Re: Stateful processing with session window

2018-02-12 Thread Kenneth Knowles
On Mon, Feb 12, 2018 at 1:09 AM, Maurizio Sambati 
wrote:

> Hi Carlos,
>
> What I think is happening here is that the third 'a' you see is actually
>> on a different window of the other 3 a's. Stateful being per key and window
>> means that it keeps state for each key-window pairs, therefore, if your
>> 'a's counter is being restarted is probably because it is actually a
>> different one, and as the key is the same then the only possibility is that
>> the window is different.
>>
>
> Yeah, that was my initial guess too, that's why I have questioned if I
> have understood the semantic of the session window itself. Fortunately, as
> Kenneth pointed out, my understanding was correct but this window model is
> not compatible with stateful processing yet.
>

I want to mention something here - we do know that it is compatible with
merging windows. In fact, triggers use the state mechanism in merging
windows "under the hood". The issue is connecting it to user-defined state.
Each runner is slightly different, though it is not terribly difficult for
any of them. For BagState, it will automatically combine the bags. For
CombiningState it will automaticaly use mergeAccumulators. For ValueState
it will probably not be supported for a while, and perhaps eventually will
have a merge callback.

Kenn


Re: Stateful processing with session window

2018-02-12 Thread Maurizio Sambati
Hi Carlos,

What I think is happening here is that the third 'a' you see is actually on
> a different window of the other 3 a's. Stateful being per key and window
> means that it keeps state for each key-window pairs, therefore, if your
> 'a's counter is being restarted is probably because it is actually a
> different one, and as the key is the same then the only possibility is that
> the window is different.
>

Yeah, that was my initial guess too, that's why I have questioned if I have
understood the semantic of the session window itself. Fortunately, as
Kenneth pointed out, my understanding was correct but this window model is
not compatible with stateful processing yet.

Maurizio


Re: Stateful processing with session window

2018-02-12 Thread Maurizio Sambati
Hi Kenneth,

What runner are you using? Are you trying this out in the DirectRunner? As
> far as I know, no runner supports stateful processing in session windows
> yet. It is probably a bug that your pipeline was accepted by the runner
> when it includes features that the runner cannot execute. It would be a
> real mistake to have missed this validation for the DirectRunner.
>

Oh, ok, got it. :-(
I was actually trying this on the DirectRunner and it didn't fire errors,
so I guess no validation is performed in that sense.
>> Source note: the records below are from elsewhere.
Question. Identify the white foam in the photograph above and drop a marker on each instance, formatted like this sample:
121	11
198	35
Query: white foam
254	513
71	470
Support for stateful processing in merging windows is definitely important.
> There's only a Jira filed for Dataflow [1] as far as I can tell. I just
> cloned it for the DirectRunner [2] since that is how you would test your
> pipeline. If you want to follow the same feature for a different runner, I
> can route a new ticket to the right person.
>
> Kenn
>
> [1] https://issues.apache.org/jira/browse/BEAM-2507
> [2] https://issues.apache.org/jira/browse/BEAM-3686
>

Awesome, I'm glad there is interest in adding this feature, it really fits
our use case. (and for the moment we have only interests for the two target
runners mentioned by you)

Thanks,
Maurizio


Re: Stateful processing with session window

2018-02-11 Thread Kenneth Knowles
Hi Maurizio,

What runner are you using? Are you trying this out in the DirectRunner? As
far as I know, no runner supports stateful processing in session windows
yet. It is probably a bug that your pipeline was accepted by the runner
when it includes features that the runner cannot execute. It would be a
real mistake to have missed this validation for the DirectRunner.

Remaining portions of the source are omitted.